Ketua Komunitas Muda NU/KMNU, M.Rahmad, mengatakan bahwa PP GP Ansor mengajak kepada seluruh elemen bangsa terutama umat Islam untuk mengambil pelajaran serta hikmah dari peringatan maulid Nabi Muhammad SAW ini.

"Utamanya pelajaran mengenai bagaimana Nabi Muhammad SAW membangun persaduaraan antar sesama umat manusia, tak hanya antar sesama umat Islam. Harapannya, dengan meneladani pola ukuhwah Nabi Muhammad SAW maka dapat menerapkannya dalam kehidupan berbangsa dan bernegara," Kata Rahmad kepada shri.com.

Selain itu, Rahmad mengatakan bahwa dengan tema yang kita ambil yakni Indonesia dari Mata Batin Kyai. Toleransi sudah terwujud sejak lama, seperti yang diajarkan oleh Hadratusyikh KH.Hasyim Asy'ari dan Gus Dur.

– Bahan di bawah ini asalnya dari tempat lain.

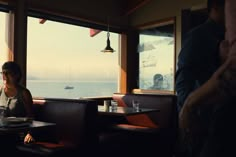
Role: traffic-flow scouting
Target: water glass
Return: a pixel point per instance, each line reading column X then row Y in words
column 135, row 104
column 106, row 104
column 2, row 115
column 114, row 105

"Bila ada hajatan baik Ansor maupun Gereja, kedua komunitas ini saling bantu membantu, bukan soal Aqidah. Seperti saat ini, Konsolidasi Para Banser di hal Gereja mengenai parkir di Sekolah Kristen.
 Demikian juga kalau ada kegiatan Gereja, halaman Ansor di jadikan parkir untuk Jamaah Gereja. Intinta bagaimana kita Bahu membahu saling menjaga dan menghormati," Ujarnya.

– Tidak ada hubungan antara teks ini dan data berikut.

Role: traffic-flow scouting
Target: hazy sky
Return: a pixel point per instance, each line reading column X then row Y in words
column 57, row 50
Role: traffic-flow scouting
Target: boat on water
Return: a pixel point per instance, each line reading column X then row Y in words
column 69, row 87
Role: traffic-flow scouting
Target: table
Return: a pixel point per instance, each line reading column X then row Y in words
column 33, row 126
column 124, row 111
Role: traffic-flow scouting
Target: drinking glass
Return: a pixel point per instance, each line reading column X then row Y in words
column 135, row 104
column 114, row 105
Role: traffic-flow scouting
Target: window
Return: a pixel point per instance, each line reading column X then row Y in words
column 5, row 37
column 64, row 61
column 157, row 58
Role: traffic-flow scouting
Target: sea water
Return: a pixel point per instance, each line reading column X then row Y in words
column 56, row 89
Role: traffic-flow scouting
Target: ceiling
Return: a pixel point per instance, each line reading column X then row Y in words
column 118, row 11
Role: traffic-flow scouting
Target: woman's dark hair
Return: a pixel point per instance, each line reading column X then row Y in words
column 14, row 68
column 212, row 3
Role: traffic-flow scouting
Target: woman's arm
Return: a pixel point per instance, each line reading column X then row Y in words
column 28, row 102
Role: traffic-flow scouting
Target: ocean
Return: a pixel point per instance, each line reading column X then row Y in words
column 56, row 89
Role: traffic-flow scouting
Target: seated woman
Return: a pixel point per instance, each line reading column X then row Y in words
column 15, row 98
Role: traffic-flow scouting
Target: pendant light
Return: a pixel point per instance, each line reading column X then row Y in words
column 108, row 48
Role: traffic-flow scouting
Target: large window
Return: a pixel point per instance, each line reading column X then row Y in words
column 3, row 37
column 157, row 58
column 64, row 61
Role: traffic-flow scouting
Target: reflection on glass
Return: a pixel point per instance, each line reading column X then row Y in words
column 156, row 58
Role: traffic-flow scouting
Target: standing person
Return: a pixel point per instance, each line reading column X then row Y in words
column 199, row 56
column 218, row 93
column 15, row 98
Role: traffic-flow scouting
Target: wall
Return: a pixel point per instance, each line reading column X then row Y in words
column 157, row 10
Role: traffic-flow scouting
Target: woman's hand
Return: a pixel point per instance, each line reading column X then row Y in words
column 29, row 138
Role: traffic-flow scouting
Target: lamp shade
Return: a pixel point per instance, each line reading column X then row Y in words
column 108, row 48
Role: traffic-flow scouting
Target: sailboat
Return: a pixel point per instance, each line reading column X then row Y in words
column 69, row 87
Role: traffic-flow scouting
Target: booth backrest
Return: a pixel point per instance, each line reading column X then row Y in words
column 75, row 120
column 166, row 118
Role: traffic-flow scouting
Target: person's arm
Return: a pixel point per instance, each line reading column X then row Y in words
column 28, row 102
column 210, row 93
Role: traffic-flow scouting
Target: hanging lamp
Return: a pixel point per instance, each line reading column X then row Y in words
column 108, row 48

Dia menambahkan, walaupun berbeda Aqidah akan tetapi kalau persatuan dan kesatuan kita jaga maka tidak akan timbul perpecahan didunia ini.

"Begitu indah kebersamaan. Semoga keindahan tetap terjaga walau Aqidah berbeda.Tujuannya adalah sebagai bagian dari rujukan langkah dalam konteks membangun persaudaran hakiki antar anak bangsa," Tambahnya.

Sementara itu Pengagas Shr Ilham Ilyas, mengaku mendukung apa yang selama ini dilakukan oleh GP Ansor. Ia berharap Ansor akan tetap menjunjung tinggi nilai-nilai kesantunan, keadilan, persamaan, dan saling menghargai sebagai bagian perwujudan Islam Nusantara yang telah dipedomani warga NU selama ini.

"Saya pikir Ansor juga terus mengajak berbagai elemen bangsa untuk menebarkan sikap toleran, cinta damai dan ramai yang merupakan akar budaya bangsa kita. Yang jelas bagaimana kita menghargai persatuan dan kesatuan bangsa ini dan tetap menjaga NKRI sebagai pedoman berbangsa kita," Imbuh ilham Ilyas.